The world of computer drives and connectors are awash in acronyms. It can get very confusing! Here's a list of some of the most common jargon you'll come across.
eSATA – or External Serial Advanced Technology Attachment – is based on the same SATA technology that connects internal hard drives to computers. It's claimed to be around five times faster than USB 2.0.
Also known as IEEE1394, FireWire is more common on Apple computers. It's rated at 400 or 800 Mbps (FireWire 400 and FireWire 800).
USB, or Universal Serial Bus, is the most common connector type. USB 2.0 is rated at 480Mbps, USB 3.0 is rated at 5Gbps. USB 3.1 is rated at 10 Gbps.
The physical connection that slots into your PC. Type-A (USB-A) is the common rectangular port available with all computers and hard drives. Type-C (USB-C) is the much smaller rectangular port with rounded edges that's only included with the latest computers and hard drives. Each type can support different protocols. USB-C is the only type that can power an external desktop
(File Allocation Table 32-bit) volume sizes can range from less than 1MB to 2TB. Under Windows XP/Vista/7 the maximum file size is 4GB and the maximum volume size is 32GB.

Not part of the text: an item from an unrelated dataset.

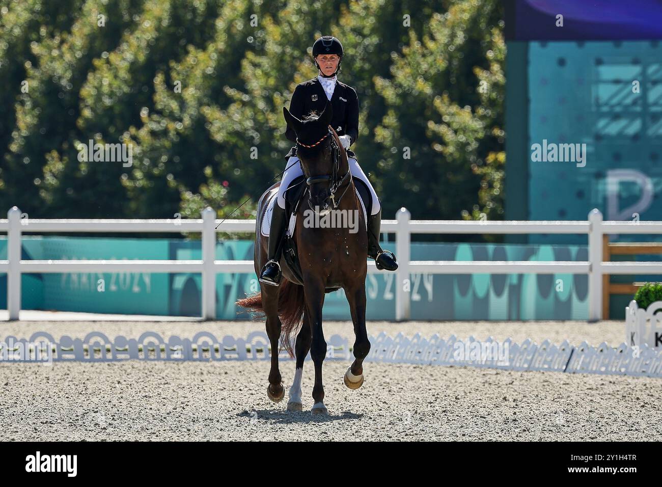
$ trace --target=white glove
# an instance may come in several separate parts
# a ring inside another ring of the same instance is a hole
[[[342,144],[342,146],[344,148],[350,148],[350,143],[352,141],[352,138],[349,135],[341,135],[338,138],[340,139],[340,143]]]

New Technology File System, or NTFS, is the native file system for Windows NT, 2000, XP, Vista, and 7. NTFS offers features not available with FAT 32: file compression, encryption, permissions, auditing, and mirroring drives. The minimum volume size is 10MB and maximum 2TB, initialised in the older MBR (or Master Boot Record) format. The more recent GPT (GUID Partition Table) format doesn't assign limits to file or partition sizes, though theoretically you could have a file size of 16TB and a volume size of 256TB.
Mega bits and bytes
Mega-terminology can be confusing. Hard drive transfer speeds on packaging can be quoted in megabits per second (Mbps, or Mb/s or Mbit/s) or megabytes per second (MBps, or MB/s). This can make it hard to compare performance. The key is to note that eight bits equals one byte (8 bits = 1 byte). So 8Mbps equals 1MBps. So, to convert Mbps to MBps, just divide by eight. Hard drive manufacturers quote drive space as 1000MB to 1GB instead of 1024MB. This is why, after formatting, the available space on a drive can appear under the maximum space you'd expect.